Alors que la grève d’un mois des 2400 employés d’entretien de la STM prendra fin le week-end prochain, aucune date n’est fixée pour la reprise des négociations.
La Société de transport de Montréal affirme pourtant que son équipe de négociation était disponible pour négocier «y compris durant la période des Fêtes».
Il y a eu pas moins de 20 mois de discussions, 120 rencontres, six mois de médiation et 45 jours de conciliation. «Depuis la fin de la médiation, des échanges ont eu lieu en comité restreint afin de tenter de dénouer l’impasse, en décembre dernier», a précisé la société de transport, lundi.
Cette grève prend la forme d’un refus de faire des heures supplémentaires. Elle a débuté le 11 décembre et prendra fin le 11 janvier à 23h59.
Au 5 janvier, la STM précise que 1320 véhicules étaient requis pour assurer le service et qu’il manquait environ 100 autobus pour assurer le plein service.
Il importe de souligner qu’«environ 14 % de temps supplémentaire est requis afin d’assurer, au quotidien, la livraison du service régulier d’autobus», en vertu de l’actuelle organisation du travail et des conventions collectives, a indiqué la STM.
La directrice générale, Marie-Claude Léonard, avait prévu que 255 autobus seraient manquants pour la semaine du 4 janvier. La réalité est donc moins difficile que prévu.
«La variation avec nos prévisions est attribuable au retour graduel de la population et des étudiants après la période des Fêtes ainsi qu’à une productivité accrue atteinte par les employés d’entretien au cours des dernières semaines.

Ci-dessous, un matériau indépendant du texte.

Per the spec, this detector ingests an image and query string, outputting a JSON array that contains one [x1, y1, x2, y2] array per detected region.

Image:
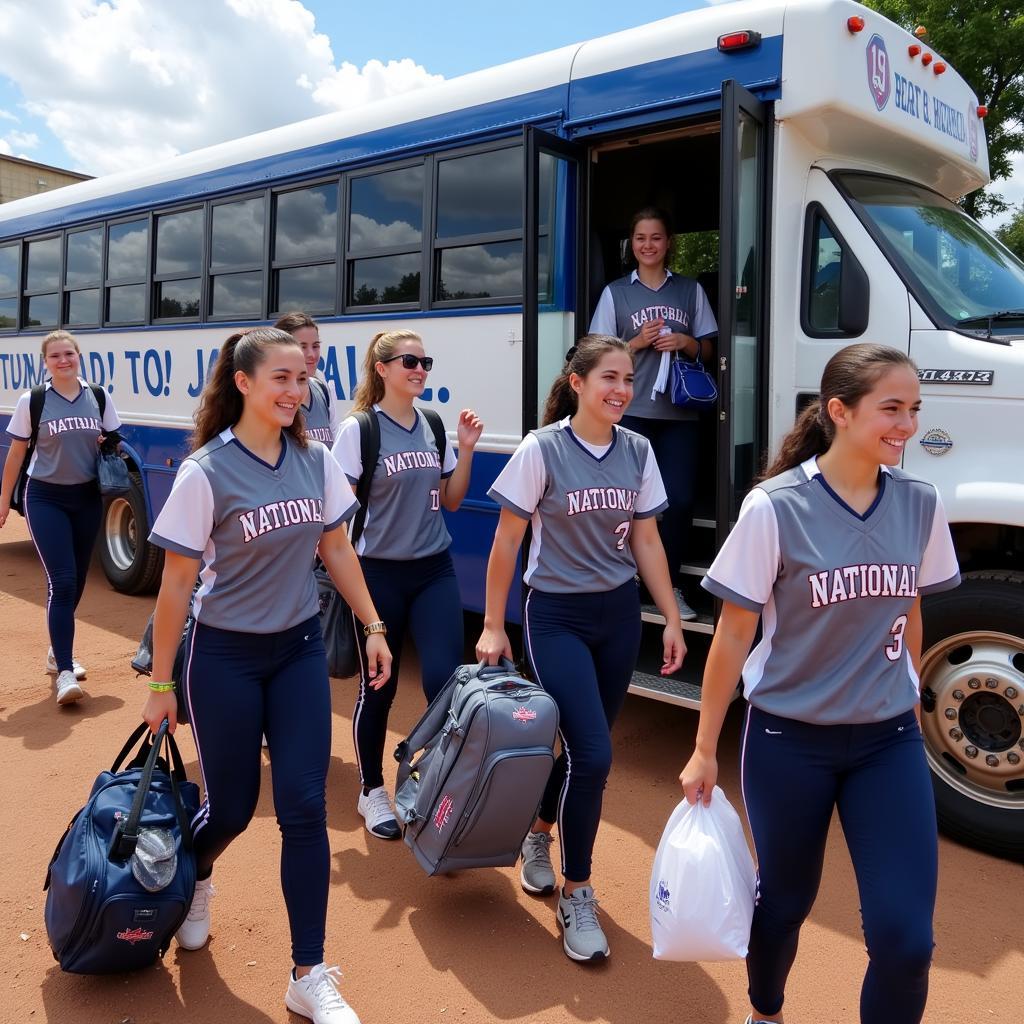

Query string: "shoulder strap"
[[29, 384, 46, 452], [351, 409, 381, 545], [89, 383, 106, 420], [420, 409, 447, 473]]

Précisons également que certains travaux d’entretien préventifs et curatifs ont été reportés, afin de prioriser la livraison du service pendant la grève du temps supplémentaire», a expliqué la STM.
Il s’agit de la quatrième grève de ce syndicat, rattaché à la CSN. Ses membres avaient débrayé une première fois en juin, une deuxième fois en septembre-octobre, puis une troisième fois en novembre.
Le syndicat des employés d’entretien n’a pas souhaité commenter.
Trois ententes
Entre-temps, la STM s’est entendue avec trois autres grands syndicats: le plus important, soit celui des 4500 chauffeurs d’autobus et opérateurs de métro, puis celui des 1300 employés administratifs et techniques, puis celui des 800 professionnels.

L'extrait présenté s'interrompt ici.